Distributed Linear Regression with Compositional Covariates
This work addresses the problem of handling large-scale compositional data in distributed settings for statisticians and data scientists, representing an incremental improvement by adapting existing optimization methods to this specific domain.
The paper tackles distributed sparse penalized linear regression for massive compositional data by proposing two distributed optimization algorithms based on ADMM and CDMM frameworks, achieving communication-efficient estimation with rigorous convergence proofs and validated through numerical experiments on synthetic and real data.

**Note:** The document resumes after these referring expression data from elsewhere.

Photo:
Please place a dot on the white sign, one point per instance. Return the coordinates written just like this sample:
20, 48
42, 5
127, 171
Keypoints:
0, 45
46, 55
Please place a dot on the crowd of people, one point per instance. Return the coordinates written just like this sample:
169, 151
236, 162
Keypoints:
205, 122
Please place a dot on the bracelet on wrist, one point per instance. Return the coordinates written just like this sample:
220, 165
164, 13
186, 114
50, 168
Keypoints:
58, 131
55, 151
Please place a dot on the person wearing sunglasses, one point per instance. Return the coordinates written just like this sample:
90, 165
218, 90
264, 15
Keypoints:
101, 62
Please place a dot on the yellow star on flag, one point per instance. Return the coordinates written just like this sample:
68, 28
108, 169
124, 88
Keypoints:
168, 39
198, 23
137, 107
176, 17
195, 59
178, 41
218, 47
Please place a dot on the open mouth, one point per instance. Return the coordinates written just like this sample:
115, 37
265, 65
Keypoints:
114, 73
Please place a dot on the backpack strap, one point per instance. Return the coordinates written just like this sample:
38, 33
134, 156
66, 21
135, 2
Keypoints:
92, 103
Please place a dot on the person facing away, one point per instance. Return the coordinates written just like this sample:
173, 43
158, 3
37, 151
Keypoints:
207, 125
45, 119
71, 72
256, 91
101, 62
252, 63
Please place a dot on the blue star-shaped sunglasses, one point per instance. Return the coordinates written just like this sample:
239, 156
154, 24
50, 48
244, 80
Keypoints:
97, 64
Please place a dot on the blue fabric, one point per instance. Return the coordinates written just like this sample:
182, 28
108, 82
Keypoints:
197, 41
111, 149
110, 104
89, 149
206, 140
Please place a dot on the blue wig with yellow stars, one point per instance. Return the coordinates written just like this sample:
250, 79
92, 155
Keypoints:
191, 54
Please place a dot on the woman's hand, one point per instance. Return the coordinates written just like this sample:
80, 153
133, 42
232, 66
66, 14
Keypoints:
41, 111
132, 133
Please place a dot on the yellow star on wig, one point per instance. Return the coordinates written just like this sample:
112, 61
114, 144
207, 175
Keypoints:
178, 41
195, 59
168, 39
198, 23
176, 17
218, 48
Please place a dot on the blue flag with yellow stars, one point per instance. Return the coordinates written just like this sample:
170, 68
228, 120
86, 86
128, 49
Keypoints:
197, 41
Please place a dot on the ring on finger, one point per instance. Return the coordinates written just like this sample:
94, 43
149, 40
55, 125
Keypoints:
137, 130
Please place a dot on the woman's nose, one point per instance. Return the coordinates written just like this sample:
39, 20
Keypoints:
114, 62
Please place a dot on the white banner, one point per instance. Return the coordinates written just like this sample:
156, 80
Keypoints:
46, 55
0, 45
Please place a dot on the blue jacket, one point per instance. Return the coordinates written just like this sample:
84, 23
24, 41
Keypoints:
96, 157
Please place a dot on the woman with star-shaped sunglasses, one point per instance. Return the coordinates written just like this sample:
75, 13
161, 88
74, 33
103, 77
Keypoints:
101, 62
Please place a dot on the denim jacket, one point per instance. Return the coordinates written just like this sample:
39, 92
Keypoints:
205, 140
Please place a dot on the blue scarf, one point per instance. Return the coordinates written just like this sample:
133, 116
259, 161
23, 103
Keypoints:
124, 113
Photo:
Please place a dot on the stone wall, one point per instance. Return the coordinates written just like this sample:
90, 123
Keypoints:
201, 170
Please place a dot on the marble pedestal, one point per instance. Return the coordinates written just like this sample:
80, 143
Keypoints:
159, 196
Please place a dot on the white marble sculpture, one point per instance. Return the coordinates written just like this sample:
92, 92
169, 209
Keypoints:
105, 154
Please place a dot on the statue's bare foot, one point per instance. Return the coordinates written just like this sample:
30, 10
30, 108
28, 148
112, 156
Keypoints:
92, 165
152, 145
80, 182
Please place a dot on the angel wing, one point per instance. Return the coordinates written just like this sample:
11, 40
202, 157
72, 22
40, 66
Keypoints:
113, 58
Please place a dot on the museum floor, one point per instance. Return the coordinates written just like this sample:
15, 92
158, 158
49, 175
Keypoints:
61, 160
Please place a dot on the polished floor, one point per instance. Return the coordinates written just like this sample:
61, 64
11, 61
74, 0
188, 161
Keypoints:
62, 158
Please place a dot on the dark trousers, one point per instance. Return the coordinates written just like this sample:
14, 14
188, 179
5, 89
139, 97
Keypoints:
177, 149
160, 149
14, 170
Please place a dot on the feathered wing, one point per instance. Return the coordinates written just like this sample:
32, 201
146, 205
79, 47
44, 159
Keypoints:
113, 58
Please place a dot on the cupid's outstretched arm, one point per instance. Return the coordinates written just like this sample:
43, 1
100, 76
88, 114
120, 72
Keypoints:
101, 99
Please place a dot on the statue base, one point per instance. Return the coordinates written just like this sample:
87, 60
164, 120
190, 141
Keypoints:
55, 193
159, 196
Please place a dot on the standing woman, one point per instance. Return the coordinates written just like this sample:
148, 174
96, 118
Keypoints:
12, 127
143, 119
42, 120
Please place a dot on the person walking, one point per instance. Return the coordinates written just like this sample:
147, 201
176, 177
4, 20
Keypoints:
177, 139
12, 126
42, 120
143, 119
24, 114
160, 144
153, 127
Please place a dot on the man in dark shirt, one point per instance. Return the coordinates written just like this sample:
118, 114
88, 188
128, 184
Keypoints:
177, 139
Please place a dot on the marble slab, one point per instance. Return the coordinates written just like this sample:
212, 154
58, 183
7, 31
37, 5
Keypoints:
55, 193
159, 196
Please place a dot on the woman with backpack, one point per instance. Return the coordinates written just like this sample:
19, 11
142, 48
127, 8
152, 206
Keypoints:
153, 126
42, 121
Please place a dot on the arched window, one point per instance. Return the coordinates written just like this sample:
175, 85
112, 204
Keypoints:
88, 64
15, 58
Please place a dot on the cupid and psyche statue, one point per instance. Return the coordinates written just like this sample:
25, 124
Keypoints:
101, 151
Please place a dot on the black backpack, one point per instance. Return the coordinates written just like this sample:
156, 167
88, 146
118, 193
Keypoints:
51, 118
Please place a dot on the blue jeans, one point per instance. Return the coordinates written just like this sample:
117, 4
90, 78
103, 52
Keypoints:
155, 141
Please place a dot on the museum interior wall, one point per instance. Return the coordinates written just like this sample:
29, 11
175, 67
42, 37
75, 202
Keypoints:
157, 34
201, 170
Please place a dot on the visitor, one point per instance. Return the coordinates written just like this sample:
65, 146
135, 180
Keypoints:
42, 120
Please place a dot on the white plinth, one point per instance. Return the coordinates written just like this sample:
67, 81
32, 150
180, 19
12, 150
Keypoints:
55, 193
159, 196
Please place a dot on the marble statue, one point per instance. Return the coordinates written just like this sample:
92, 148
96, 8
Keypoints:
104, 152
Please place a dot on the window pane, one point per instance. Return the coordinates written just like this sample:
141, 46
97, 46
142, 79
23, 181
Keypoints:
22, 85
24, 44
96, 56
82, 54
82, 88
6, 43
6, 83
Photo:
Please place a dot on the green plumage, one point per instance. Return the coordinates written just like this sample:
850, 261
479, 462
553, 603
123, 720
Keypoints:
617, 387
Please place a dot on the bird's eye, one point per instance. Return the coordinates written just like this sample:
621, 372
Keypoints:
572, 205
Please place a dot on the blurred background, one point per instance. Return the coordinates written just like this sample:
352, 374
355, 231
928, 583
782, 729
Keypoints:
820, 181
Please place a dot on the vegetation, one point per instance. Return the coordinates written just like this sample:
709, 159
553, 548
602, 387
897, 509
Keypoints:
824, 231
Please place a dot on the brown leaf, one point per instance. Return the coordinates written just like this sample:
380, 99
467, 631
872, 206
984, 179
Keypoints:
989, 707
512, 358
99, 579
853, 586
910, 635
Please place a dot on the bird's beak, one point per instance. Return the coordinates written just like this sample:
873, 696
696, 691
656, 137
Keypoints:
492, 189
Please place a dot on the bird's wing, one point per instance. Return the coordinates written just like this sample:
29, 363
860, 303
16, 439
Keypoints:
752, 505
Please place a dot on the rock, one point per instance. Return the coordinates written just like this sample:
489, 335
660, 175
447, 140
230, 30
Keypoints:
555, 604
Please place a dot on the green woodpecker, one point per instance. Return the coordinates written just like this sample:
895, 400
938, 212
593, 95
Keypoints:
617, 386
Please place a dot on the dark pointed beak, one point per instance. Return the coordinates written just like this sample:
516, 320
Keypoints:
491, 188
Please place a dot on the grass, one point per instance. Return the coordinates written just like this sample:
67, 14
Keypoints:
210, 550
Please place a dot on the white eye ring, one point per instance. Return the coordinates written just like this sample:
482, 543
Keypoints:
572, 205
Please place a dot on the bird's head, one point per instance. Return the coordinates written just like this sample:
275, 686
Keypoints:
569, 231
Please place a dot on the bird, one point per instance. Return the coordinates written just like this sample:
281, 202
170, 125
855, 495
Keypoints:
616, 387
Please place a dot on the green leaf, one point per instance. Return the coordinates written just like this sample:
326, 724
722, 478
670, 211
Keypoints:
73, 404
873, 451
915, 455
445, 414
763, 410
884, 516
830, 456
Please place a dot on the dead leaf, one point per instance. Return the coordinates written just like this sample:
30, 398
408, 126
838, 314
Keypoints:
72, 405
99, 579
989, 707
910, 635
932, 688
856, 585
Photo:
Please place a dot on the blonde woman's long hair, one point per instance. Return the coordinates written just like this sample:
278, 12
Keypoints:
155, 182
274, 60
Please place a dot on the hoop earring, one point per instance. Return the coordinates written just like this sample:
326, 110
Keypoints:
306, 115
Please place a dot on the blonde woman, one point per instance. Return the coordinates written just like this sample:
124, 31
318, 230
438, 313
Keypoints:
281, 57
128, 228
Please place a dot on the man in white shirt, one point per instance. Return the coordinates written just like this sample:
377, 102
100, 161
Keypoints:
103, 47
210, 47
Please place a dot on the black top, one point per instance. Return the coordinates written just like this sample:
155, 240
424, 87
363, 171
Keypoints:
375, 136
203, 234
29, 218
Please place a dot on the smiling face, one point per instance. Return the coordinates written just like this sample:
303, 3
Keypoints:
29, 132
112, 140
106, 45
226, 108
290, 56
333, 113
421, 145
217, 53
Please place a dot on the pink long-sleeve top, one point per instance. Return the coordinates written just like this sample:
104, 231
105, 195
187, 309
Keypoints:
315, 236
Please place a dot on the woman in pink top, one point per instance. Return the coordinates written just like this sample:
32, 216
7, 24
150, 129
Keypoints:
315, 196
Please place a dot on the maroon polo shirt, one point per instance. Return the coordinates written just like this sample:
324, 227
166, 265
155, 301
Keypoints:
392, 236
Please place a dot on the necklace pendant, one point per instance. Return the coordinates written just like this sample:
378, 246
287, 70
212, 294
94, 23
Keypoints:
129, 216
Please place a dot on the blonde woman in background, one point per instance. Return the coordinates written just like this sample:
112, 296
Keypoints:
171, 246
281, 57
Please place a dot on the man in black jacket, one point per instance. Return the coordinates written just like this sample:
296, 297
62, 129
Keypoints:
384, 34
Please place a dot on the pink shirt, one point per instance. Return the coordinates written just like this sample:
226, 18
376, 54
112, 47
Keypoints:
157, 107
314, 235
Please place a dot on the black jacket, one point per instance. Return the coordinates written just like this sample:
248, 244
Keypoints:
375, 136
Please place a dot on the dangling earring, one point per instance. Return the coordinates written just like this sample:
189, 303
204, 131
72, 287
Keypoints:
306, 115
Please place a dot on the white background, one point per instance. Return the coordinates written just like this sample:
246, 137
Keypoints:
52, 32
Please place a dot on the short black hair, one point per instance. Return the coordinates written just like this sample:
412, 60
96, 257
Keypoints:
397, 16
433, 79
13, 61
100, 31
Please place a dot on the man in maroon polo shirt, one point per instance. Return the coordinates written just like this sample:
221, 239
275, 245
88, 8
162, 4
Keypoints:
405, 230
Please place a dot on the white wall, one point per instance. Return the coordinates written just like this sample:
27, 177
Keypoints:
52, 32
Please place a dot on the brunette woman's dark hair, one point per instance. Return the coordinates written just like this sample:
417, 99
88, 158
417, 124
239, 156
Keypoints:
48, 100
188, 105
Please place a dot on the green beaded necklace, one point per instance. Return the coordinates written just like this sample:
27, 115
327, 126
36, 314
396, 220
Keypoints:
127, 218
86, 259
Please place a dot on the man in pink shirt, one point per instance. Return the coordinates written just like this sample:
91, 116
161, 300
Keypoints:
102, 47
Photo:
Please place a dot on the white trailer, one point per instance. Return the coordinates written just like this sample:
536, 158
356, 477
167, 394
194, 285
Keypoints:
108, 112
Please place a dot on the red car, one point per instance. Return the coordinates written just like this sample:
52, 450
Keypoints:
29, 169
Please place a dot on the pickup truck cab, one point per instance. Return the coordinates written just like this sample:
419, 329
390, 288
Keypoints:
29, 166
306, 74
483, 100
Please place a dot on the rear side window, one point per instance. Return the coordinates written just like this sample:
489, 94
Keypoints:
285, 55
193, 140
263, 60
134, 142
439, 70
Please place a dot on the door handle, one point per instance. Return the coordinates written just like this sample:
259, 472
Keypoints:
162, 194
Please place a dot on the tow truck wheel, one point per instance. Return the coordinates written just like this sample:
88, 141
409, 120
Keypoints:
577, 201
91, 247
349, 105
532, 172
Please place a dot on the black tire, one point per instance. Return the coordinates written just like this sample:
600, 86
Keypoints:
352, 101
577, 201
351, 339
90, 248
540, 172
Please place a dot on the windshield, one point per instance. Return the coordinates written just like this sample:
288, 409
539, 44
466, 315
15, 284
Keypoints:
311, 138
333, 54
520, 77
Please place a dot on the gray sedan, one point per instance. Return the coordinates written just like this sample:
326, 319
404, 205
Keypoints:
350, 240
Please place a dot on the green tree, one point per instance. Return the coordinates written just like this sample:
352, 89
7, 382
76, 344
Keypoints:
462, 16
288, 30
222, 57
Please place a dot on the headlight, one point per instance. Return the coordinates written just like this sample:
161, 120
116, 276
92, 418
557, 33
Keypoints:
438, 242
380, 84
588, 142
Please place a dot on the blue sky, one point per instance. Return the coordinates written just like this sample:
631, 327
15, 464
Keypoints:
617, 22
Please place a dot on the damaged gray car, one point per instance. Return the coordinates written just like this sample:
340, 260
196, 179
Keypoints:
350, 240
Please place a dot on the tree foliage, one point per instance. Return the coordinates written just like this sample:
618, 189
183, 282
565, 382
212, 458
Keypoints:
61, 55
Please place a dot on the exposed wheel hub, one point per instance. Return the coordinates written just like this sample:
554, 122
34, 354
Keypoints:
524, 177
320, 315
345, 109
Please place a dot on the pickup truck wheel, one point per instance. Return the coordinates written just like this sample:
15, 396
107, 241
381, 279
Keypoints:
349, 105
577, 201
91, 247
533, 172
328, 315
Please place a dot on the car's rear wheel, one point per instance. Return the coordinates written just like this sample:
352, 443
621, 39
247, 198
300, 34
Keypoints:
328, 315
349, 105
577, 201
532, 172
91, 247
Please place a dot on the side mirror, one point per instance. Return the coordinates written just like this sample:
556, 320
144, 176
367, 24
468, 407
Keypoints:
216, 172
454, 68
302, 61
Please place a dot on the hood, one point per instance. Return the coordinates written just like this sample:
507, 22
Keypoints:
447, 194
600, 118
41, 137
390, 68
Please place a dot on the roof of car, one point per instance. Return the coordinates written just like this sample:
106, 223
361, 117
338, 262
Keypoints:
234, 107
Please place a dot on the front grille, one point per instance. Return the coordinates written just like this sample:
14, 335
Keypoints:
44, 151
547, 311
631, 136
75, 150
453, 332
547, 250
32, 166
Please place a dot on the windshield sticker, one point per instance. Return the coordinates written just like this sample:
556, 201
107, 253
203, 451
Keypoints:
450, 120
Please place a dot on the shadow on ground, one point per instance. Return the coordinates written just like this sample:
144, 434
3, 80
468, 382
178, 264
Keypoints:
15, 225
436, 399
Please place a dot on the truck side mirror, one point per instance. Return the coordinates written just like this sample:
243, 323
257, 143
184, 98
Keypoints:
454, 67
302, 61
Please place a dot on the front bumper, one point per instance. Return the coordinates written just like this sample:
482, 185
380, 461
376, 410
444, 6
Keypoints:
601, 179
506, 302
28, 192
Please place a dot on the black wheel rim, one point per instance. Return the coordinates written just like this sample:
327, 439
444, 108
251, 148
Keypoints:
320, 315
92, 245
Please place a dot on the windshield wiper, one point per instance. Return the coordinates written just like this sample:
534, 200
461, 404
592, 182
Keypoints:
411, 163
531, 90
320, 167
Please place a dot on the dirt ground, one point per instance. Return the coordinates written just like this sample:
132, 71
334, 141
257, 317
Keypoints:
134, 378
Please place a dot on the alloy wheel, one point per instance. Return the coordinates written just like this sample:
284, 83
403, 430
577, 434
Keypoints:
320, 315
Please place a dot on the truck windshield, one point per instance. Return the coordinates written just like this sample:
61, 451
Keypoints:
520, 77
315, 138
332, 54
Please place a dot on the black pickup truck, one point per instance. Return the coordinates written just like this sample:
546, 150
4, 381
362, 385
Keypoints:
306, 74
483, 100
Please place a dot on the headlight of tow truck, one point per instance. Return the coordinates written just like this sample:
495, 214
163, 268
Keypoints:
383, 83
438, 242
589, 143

With the availability of extraordinarily huge data sets, solving the problems of distributed statistical methodology and computing for such data sets has become increasingly crucial in the big data area. In this paper, we focus on the distributed sparse penalized linear log-contrast model in massive compositional data. In particular, two distributed optimization techniques under centralized and decentralized topologies are proposed for solving the two different constrained convex optimization problems. Both two proposed algorithms are based on the frameworks of Alternating Direction Method of Multipliers (ADMM) and Coordinate Descent Method of Multipliers(CDMM, Lin et al., 2014, Biometrika). It is worth emphasizing that, in the decentralized topology, we introduce a distributed coordinate-wise descent algorithm based on Group ADMM(GADMM, Elgabli et al., 2020, Journal of Machine Learning Research) for obtaining a communication-efficient regularized estimation. Correspondingly, the convergence theories of the proposed algorithms are rigorously established under some regularity conditions. Numerical experiments on both synthetic and real data are conducted to evaluate our proposed algorithms.